Karen Barad — Meeting the Universe Halfway: Quantum Physics and the Entanglement of Matter and Meaning (2007)

Starting from Niels Bohr’s quantum mechanics — specifically the measurement problem, which shows that the apparatus of observation is not separable from what is observed — Barad develops agential realism: a unified ontology, epistemology, and ethics that refuses the separation of nature from culture, matter from meaning, and subject from object.

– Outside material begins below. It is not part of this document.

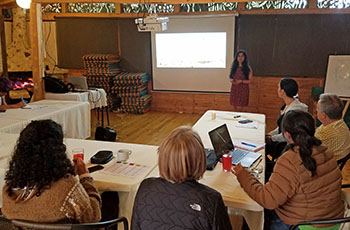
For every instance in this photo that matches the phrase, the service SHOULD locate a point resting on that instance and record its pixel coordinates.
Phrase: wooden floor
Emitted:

The central concept is intra-action rather than interaction: entities do not pre-exist their relations and then interact. Instead, they are constituted through their encounter — they emerge from “agential cuts” that temporarily stabilize phenomena into distinguishable elements. This makes ontology performative rather than representational: the world is not already divided into things that then relate; relations are primary, and things are their precipitate.

Key concepts:

  • Agential realism: phenomena are the primary ontological unit; apparatuses are material-discursive practices that produce boundaries
  • Discursive-material apparatuses: not merely instruments but practices that enact the objects they measure
  • Diffraction: Barad’s methodological alternative to reflection — analyzing how phenomena interfere with and constitute each other

For OM: Barad’s intra-action and discursive-material apparatuses underpin field ontology method — the disposition toward interrelation, codeterminacy, and the emergence of identities through encounter rather than prior to it.